2 exercices de secours en montagne simultanés

Ce matin, pompiers et gendarmes rodaient leurs interventions sur 2 sauvetages en montagne, un secours routier en ravin au Saut des Cuves à Xonrupt-Longemer et une recherche de personnes avec risque d’avalanche sur les pentes de Retournemer à Gérardmer.

Ce samedi matin 9h, grand branle-bas de combat au Saut des cuves pour un accident impliquant deux véhicules, dont un a basculé dans le ravin 10m en contrebas. On dénombre 5 blessés, dont 3 en situation d’extrême urgence.

40 sapeurs pompiers et 10 gendarmes

C’est parti ! 40 sapeurs pompiers, comprenant les équipes du secours en montagne du SDIS, dont une personne spécialisée en secours en ravin, s’activent. Une dizaine de gendarmes de la Communauté de brigades de Fraize, a rejoint le dispositif. Parmi eux, une équipe du peloton de montagne. « Pendant le plan d’urgence, on mobilise moins de personnes sur un exercice, pour garder du monde en cas de menaces réelles », justifie le Colonel Dominique Schoener, commandant de groupement de gendarmerie des Vosges.
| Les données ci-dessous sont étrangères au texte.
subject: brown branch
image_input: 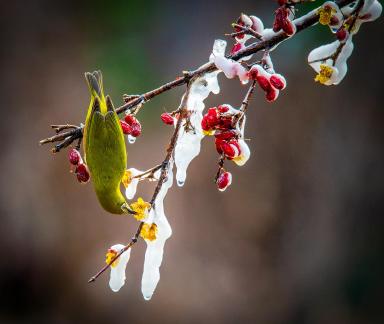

Des gestes presque automatisés

La procédure est enclenchée. Les manoeuvres s’enchaînent efficaces. Les gestes sont presque automatisés. Il faut monter un système de treuils pour remonter les blessés, stabiliser le véhicule, installer une main courante pour les allées et venues jusqu’à la voiture enfoncée dans le ravin. Il semble que des personnes soient incarcérées dans la cabine de la voiture. Outils en mains, une équipe s’y attaque, soutenant la nuque des blessés. Le médecin suit de près les opérations.

Tester la coordination inter services

En 2 temps 3 mouvements, le poste de commandement est en place. Un poste médical avancé chauffé est installé sur le parking. A cette époque de l’année, les risques d’hypothermie sont redoutables. Un tel déploiement de moyens est déclenché pour plus de 5 blessés ou en période de grand froid. « Nous testons en conditions réelles, les techniques, les matériels et l’inter services SDIS, gendarmerie mais aussi avec le monde médical et la direction opérationnelle représentée par le maire ou le préfet », explique Colonel Hugues Deregnaucourt, commandant du groupement de secours des Vosges.

5 téléphones connectés

« Dans les Vosges, nous avons choisi de fonctionner ensemble, 2 pompiers et 2 gendarmes spécialisés en secours en montagne, plutôt que de manière alternée », rappelle-t-il Le rythme est d’un exercice par an en montagne hivernale. Depuis quelques semaines, les secours disposent de 5 téléphones connectés Wifi, internet et satellite, qui permettent de transmettre les données orales ou visuelles en tant réel et d’avoir accès aux bases de données.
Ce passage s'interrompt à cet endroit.